Tasks represent individual page crawls within a job. Each task tracks the crawl status, response time, cache performance, and any errors for a specific URL.

List Tasks for Job

GET /v1/jobs/{job_id}/tasks?page=1&limit=50&status=failed&status_code=404
Authorization: Bearer <token>

Path Parameters

job_id
string
required
Unique job identifier

Query Parameters

limit
integer
default:50
Results per page (max 200)
offset
integer
default:0
Number of results to skip
status
string
Filter by task status: pending, running, completed, failed
cache
string
Filter by cache status: hit, miss
  • miss: Pages with MISS or EXPIRED cache status (could benefit from cache warming)
  • hit: Pages with HIT or DYNAMIC cache status (cache performing optimally)
path
string
Filter by path keyword (case-insensitive partial match)
sort
string
Sort field and direction.
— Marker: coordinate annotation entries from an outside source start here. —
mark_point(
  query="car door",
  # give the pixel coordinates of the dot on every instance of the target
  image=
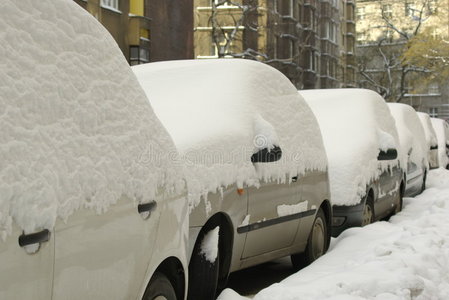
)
(26, 275)
(273, 220)
(105, 256)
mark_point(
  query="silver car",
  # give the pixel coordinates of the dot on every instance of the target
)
(255, 164)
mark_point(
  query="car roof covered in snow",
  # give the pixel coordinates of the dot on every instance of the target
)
(76, 125)
(411, 134)
(355, 124)
(219, 112)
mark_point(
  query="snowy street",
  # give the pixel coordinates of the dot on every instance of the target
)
(405, 258)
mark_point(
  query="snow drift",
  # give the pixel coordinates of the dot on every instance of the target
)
(355, 124)
(77, 129)
(442, 132)
(220, 112)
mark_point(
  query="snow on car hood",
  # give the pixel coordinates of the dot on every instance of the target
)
(77, 129)
(220, 112)
(442, 132)
(411, 135)
(355, 124)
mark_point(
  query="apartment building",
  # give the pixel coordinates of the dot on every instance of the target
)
(310, 41)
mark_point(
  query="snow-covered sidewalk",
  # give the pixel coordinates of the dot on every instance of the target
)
(405, 258)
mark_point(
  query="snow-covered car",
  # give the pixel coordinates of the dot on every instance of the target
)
(413, 147)
(361, 142)
(257, 170)
(442, 131)
(431, 139)
(91, 207)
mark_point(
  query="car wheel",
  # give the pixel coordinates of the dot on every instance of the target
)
(159, 288)
(203, 274)
(423, 187)
(316, 243)
(368, 211)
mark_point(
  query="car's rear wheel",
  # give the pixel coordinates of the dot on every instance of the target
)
(316, 243)
(160, 288)
(203, 274)
(368, 211)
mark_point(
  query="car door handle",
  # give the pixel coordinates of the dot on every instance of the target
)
(145, 209)
(34, 238)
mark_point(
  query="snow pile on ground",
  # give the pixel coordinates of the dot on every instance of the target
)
(411, 135)
(209, 245)
(76, 128)
(355, 124)
(406, 258)
(442, 132)
(220, 112)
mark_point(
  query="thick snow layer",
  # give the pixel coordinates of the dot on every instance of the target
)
(442, 132)
(355, 124)
(209, 245)
(406, 258)
(431, 137)
(77, 129)
(411, 135)
(219, 112)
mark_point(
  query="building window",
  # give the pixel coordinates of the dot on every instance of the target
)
(387, 10)
(361, 13)
(110, 4)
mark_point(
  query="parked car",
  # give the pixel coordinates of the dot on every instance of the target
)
(413, 146)
(361, 142)
(91, 207)
(431, 139)
(442, 131)
(254, 152)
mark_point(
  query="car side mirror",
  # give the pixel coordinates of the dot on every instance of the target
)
(266, 155)
(390, 154)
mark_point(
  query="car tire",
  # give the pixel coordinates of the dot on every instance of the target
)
(159, 288)
(203, 275)
(400, 199)
(316, 243)
(368, 211)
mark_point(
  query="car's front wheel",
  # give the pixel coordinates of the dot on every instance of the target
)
(160, 288)
(316, 243)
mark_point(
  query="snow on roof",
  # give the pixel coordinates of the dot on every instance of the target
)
(411, 134)
(431, 137)
(442, 132)
(220, 112)
(77, 129)
(355, 124)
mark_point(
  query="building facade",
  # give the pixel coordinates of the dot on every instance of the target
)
(311, 41)
(384, 30)
(147, 30)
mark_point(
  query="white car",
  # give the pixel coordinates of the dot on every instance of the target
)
(431, 139)
(257, 169)
(442, 131)
(414, 147)
(362, 147)
(91, 205)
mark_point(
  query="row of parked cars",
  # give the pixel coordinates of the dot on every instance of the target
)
(158, 182)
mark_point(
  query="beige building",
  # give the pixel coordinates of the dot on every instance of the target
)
(391, 24)
(311, 41)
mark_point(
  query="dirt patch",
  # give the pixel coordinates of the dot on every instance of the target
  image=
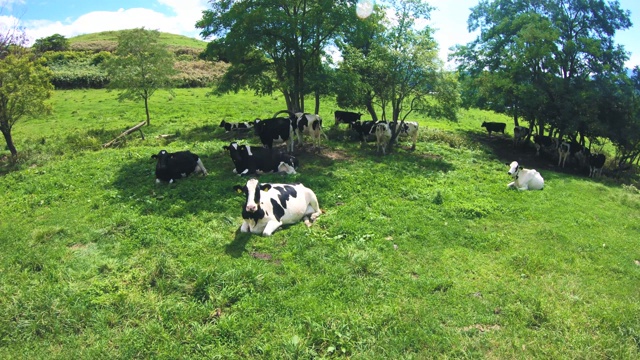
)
(482, 327)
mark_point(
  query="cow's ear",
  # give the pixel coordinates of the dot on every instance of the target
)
(265, 187)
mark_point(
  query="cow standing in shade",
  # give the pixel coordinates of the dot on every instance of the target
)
(256, 160)
(269, 206)
(524, 179)
(493, 127)
(173, 166)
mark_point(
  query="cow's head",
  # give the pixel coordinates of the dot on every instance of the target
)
(252, 193)
(514, 168)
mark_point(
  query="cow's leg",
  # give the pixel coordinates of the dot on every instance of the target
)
(200, 168)
(245, 226)
(272, 226)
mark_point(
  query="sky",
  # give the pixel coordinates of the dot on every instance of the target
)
(42, 18)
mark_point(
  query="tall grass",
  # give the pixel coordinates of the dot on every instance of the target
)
(420, 254)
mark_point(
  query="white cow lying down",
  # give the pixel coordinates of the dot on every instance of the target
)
(268, 206)
(524, 179)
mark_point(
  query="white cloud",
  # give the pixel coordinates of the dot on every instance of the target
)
(186, 13)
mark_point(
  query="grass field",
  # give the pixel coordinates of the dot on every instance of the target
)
(422, 254)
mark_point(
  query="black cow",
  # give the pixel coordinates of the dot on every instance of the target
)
(257, 160)
(173, 166)
(520, 133)
(364, 129)
(346, 117)
(493, 127)
(235, 126)
(279, 129)
(596, 163)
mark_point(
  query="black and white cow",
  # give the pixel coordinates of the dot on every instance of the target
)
(235, 126)
(493, 126)
(596, 163)
(563, 153)
(408, 129)
(257, 160)
(309, 124)
(173, 166)
(269, 206)
(520, 134)
(363, 128)
(278, 129)
(547, 144)
(383, 135)
(346, 117)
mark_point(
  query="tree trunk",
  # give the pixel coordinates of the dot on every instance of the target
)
(9, 140)
(146, 108)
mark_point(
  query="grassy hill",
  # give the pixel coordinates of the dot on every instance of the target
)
(421, 254)
(107, 41)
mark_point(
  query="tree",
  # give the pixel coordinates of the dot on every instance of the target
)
(273, 45)
(141, 66)
(25, 85)
(537, 59)
(55, 42)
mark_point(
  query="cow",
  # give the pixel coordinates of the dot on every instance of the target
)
(520, 133)
(363, 128)
(524, 179)
(346, 117)
(547, 144)
(277, 128)
(257, 160)
(493, 127)
(269, 206)
(235, 126)
(596, 163)
(408, 129)
(309, 124)
(383, 135)
(173, 166)
(563, 153)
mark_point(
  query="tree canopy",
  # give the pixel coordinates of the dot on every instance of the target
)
(141, 66)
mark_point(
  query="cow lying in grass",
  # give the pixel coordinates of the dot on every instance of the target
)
(173, 166)
(524, 179)
(269, 206)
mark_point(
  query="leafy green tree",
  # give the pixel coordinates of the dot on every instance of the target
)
(24, 87)
(141, 66)
(55, 42)
(274, 45)
(537, 59)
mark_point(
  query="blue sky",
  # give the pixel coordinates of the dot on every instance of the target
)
(43, 18)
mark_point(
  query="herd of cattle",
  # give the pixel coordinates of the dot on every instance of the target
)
(269, 206)
(555, 148)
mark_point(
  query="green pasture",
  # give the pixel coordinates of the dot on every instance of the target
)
(418, 255)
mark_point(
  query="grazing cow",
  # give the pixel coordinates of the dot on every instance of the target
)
(524, 179)
(278, 128)
(363, 128)
(173, 166)
(408, 129)
(493, 127)
(548, 144)
(346, 117)
(520, 133)
(596, 163)
(383, 135)
(268, 206)
(257, 160)
(309, 124)
(563, 153)
(235, 126)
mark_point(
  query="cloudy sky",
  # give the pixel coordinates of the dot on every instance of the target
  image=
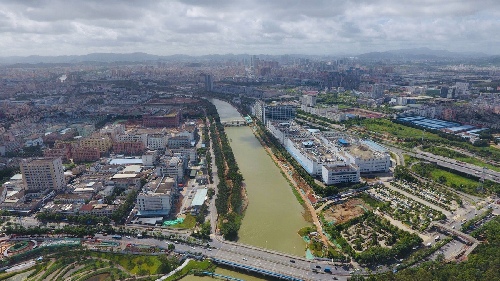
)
(197, 27)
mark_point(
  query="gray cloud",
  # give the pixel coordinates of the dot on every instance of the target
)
(252, 26)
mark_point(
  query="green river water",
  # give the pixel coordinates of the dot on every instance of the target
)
(273, 215)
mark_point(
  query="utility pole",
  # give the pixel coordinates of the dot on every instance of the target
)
(481, 180)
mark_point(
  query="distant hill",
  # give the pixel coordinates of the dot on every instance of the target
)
(419, 54)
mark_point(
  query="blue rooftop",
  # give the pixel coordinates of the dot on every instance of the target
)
(125, 161)
(199, 197)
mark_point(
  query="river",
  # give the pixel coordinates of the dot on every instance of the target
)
(225, 272)
(273, 215)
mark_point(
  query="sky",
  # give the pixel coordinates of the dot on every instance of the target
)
(199, 27)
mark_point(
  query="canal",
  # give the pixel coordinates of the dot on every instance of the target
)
(273, 215)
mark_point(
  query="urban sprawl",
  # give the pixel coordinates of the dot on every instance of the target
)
(396, 162)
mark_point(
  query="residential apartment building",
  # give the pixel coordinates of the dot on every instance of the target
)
(156, 198)
(157, 141)
(43, 173)
(102, 142)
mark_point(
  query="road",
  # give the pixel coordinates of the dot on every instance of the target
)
(457, 165)
(211, 207)
(252, 256)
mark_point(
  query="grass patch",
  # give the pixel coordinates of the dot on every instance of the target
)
(453, 180)
(204, 265)
(135, 264)
(442, 151)
(394, 129)
(189, 222)
(372, 202)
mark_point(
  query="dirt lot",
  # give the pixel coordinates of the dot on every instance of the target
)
(346, 211)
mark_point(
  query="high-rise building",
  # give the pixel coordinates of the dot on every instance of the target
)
(43, 173)
(209, 85)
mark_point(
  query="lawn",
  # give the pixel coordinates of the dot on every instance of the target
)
(397, 130)
(442, 151)
(192, 265)
(135, 264)
(453, 179)
(189, 222)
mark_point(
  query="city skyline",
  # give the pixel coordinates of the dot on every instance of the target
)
(191, 27)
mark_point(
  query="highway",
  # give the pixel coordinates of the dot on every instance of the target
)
(457, 165)
(282, 263)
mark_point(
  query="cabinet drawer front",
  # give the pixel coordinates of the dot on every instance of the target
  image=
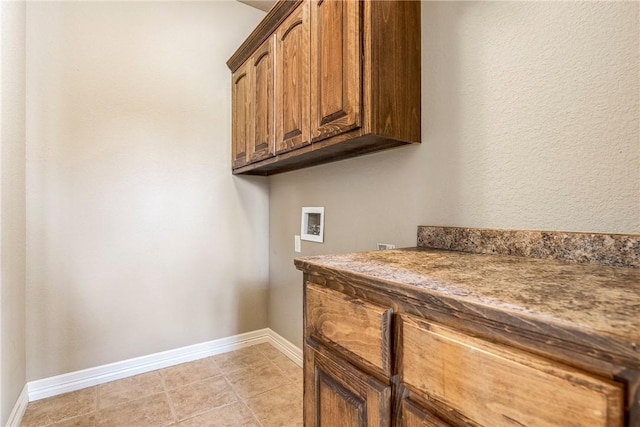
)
(496, 386)
(359, 327)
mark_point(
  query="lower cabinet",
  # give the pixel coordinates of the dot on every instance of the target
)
(338, 394)
(372, 361)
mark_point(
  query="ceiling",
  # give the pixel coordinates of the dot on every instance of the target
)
(259, 4)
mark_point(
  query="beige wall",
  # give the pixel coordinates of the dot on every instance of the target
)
(530, 120)
(12, 205)
(139, 238)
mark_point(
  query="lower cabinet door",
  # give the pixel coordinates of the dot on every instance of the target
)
(338, 394)
(414, 415)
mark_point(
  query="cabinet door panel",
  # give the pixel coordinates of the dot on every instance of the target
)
(336, 49)
(357, 326)
(293, 105)
(494, 385)
(242, 116)
(338, 394)
(413, 415)
(262, 145)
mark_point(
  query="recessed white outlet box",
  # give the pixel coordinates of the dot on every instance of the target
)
(312, 224)
(383, 246)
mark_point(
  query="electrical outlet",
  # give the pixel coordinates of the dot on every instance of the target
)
(384, 246)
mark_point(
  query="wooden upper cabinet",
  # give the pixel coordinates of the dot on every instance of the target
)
(292, 77)
(262, 102)
(241, 115)
(347, 81)
(336, 51)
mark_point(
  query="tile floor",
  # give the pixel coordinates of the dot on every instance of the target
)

Add - prefix for descending order.Available fields:
  • path: URL path
  • status: Task status
  • response_time: Response time in milliseconds
  • cache_status: Cache status
  • second_response_time: Second request response time
  • status_code: HTTP status code
  • page_views_7d: Page views (last 7 days)
  • page_views_28d: Page views (last 28 days)
  • page_views_180d: Page views (last 180 days)
  • created_at: Creation timestamp (default)
Examples: sort=response_time, sort=-page_views_7d

Response Fields

tasks
array
Array of task objects
tasks[].id
string
Unique task identifier
tasks[].job_id
string
Parent job identifier
tasks[].url
string
Full URL that was crawled
tasks[].path
string
URL path component
tasks[].host
string
Hostname (only included if different from job domain)
tasks[].status
string
Task status: pending, running, completed, failed
tasks[].status_code
integer
HTTP status code (e.g., 200, 404, 500)
tasks[].response_time
integer
Response time in milliseconds
tasks[].cache_status
string
Cache status: HIT, MISS, EXPIRED, DYNAMIC
tasks[].second_response_time
integer
Response time of second request (for cache validation)
tasks[].second_cache_status
string
Cache status of second request
tasks[].content_type
string
Content-Type header value
tasks[].error
string
Error message if task failed
tasks[].source_type
string
How the URL was discovered: sitemap, link_crawl, manual
tasks[].source_url
string
URL where this page was discovered (for link crawl)
tasks[].retry_count
integer
Number of retry attempts
tasks[].page_views_7d
integer
Page views in last 7 days (requires Google Analytics integration)
tasks[].page_views_28d
integer
Page views in last 28 days (requires Google Analytics integration)
tasks[].page_views_180d
integer
Page views in last 180 days (requires Google Analytics integration)
tasks[].created_at
string
ISO 8601 timestamp when task was created
tasks[].started_at
string
ISO 8601 timestamp when task started (null if not started)
tasks[].completed_at
string
ISO 8601 timestamp when task completed (null if not completed)
pagination
object
Pagination metadata
pagination.limit
integer
Results per page
pagination.offset
integer
Current offset
pagination.total
integer
Total number of tasks
pagination.has_next
boolean
Whether there are more results
pagination.has_prev
boolean
Whether there are previous results
summary
object
Summary statistics for all tasks in the job
summary.total_tasks
integer
Total number of tasks
summary.by_status
object
Task counts grouped by status
summary.by_status_code
object
Task counts grouped by HTTP status code
summary.performance
object
Performance statistics

Export Task Results

GET /v1/jobs/{job_id}/export?type=broken-links
Authorization: Bearer <token>

Path Parameters

job_id
string
required
Unique job identifier

Query Parameters

type
string
default:"job"
Export type:
  • job: All tasks (default)
  • broken-links: Only failed tasks (404s, 500s, etc.)
  • slow-pages: Only pages with response time > 3000ms

Response Fields

export_type
string
Type of export performed
export_time
string
ISO 8601 timestamp when export was generated
total_tasks
integer
Number of tasks included in export (max 10,000)
columns
array
Column definitions for the exported data
columns[].key
string
Field key in task objects
columns[].label
string
Human-readable column label
tasks
array
Array of task objects (structure varies by export type)

Pagination Strategy

  • Default: 50 results per page (balance of data vs performance)
  • Maximum: 200 results per page (prevents overwhelming responses)
  • Large datasets: Use filtering to reduce total results before pagination
  • Export option: For bulk data access (10,000+ tasks), use the export endpoint

Use Cases

GET /v1/jobs/{job_id}/tasks?status=failed&sort=-page_views_7d
Find failed tasks (404s, 500s) sorted by traffic impact.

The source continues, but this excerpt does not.